Puis, un après-midi quelques jours plus tard, elle descendit de sa chambre pour me montrer qu’elle avait lu les deux premiers chapitres de “L’Ecole des Sorciers”! Et elle dit qu’elle était très surprise de voir que les mots ne sont pas aussi difficile que dans son souvenir (quand elle regardait les livres quand j’ai commencé à les lui lire, j’imagine). Et elle fit remarquer que la plupart des mots dans les livres de Harry Potter sont plus difficiles à lire, car ce sont des mots inventés, qu’elle ne voit pas ailleurs. Chouette! Elle passa le lendemain matin dans son lit et lut jusqu’au chapitre quatre. Elle était très contente d’elle. Les jours suivants, elle lut dans son lit tous les matins et à divers moments de la journée et de la nuit. Une nuit, elle emmena sa couverture chauffante dans la cour arrière jusqu’à la balançoire, sortit la rallonge, apporta ses oreillers et une lampe de poche et s’installa pour lire … jusqu’à ce qu’il commence à pleuvoir! Elle était tellement enthousiasmée qu’elle apportait le livre partout et disait sans cesse « je veux lire » en cherchant un endroit tranquille. Et je trouvais discrètement un moment ici et là pour filer trouver où elle se terrait et l’entreapercevoir plongée dans un livre.
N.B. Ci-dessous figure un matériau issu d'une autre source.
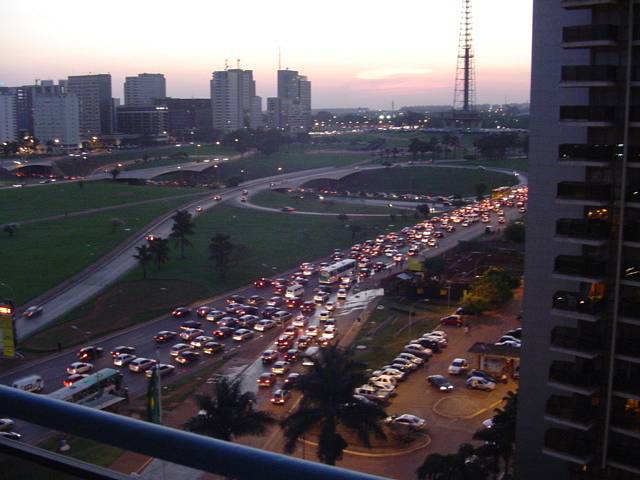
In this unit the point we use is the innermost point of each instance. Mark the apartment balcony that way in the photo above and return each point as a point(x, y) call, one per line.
point(567, 445)
point(582, 231)
point(588, 36)
point(575, 4)
point(579, 269)
point(577, 154)
point(571, 341)
point(584, 193)
point(588, 76)
point(568, 377)
point(574, 305)
point(588, 115)
point(568, 412)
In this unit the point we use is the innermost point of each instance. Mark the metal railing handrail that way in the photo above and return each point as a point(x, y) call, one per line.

Tout au long du mois d’octobre, elle fonçait encore à toute vapeur dans la lecture et l’écriture, elle se plongeait dans les mots. Terminer la lecture de “L’Ecole des Sorciers” ne lui prit pas beaucoup de temps et elle commença vite “La Chambre des Secrets”, mais après quelques chapitres elle dit que c’était assez ennuyeux car elle savait déjà tout. Elle dit qu’au moins pendant qu’elle écoutait des livres audio elle pouvait aussi faire d’autres choses. Et wow, elle en fait des autres de choses! Hmmm, voyons si je peux en citer quelques-unes: coudre des costumes pour ses animaux en peluche; coudre des coussins pour les vendre; créer des bijoux en fil de fer en utilisant des perles qu’elle a trouvées autour de la maison et des fermoirs qu’elle crée elle-même; réparer les coussins du canapé, des pyjamas et des bas de Noël. Puis elle repassa à l’écriture – elle marqua tous ses endroits préférés dans les livres et écrivit de nombreux signes, lettres, chansons, etc. qu’elle trouva dans le scénario. Parfois, elle les écrivait à la main, parfois, elle les tapait à l’ordinateur. Certains sont accrochés à sa porte, d’autres placés en décoration autour de sa chambre, et d’autres encore stockés en sécurité pour être utilisés comme accessoires au concours de jeunes talents à la conférence Live and Learn cet été (Ndt: conférence de unschooling qui a eu lieu annuellement de 2002 à 2008.) Encore des jeux avec les mots.

En Novembre, elle sortit notre livre “les mondes magiques de Harry Potter” et les jours suivants, elle lut régulièrement. Passant en douceur au-delà de la saga Harry Potter à un livre qui avait probablement encore un vocabulaire avec lequel elle était à l’aise, elle nourrissait en même temps sa passion. De temps en temps elle me lisait certains passages à voix haute et à d’autres moments elle m’expliquait ce qu’elle avait lu. Puis, quelques semaines plus tard, elle lisait tout les emails envoyés par ses amis de la conférence. Jusque-là elle m’avait toujours demandé de les lui lire. Puis elle prit un livre de Alice Roy dans notre bibliothèque à la maison, et commença à le lire. Elle était maintenant décidément plus à l’aise avec la lecture et s’étendait au-delà de son domaine initial « Harry Potter ».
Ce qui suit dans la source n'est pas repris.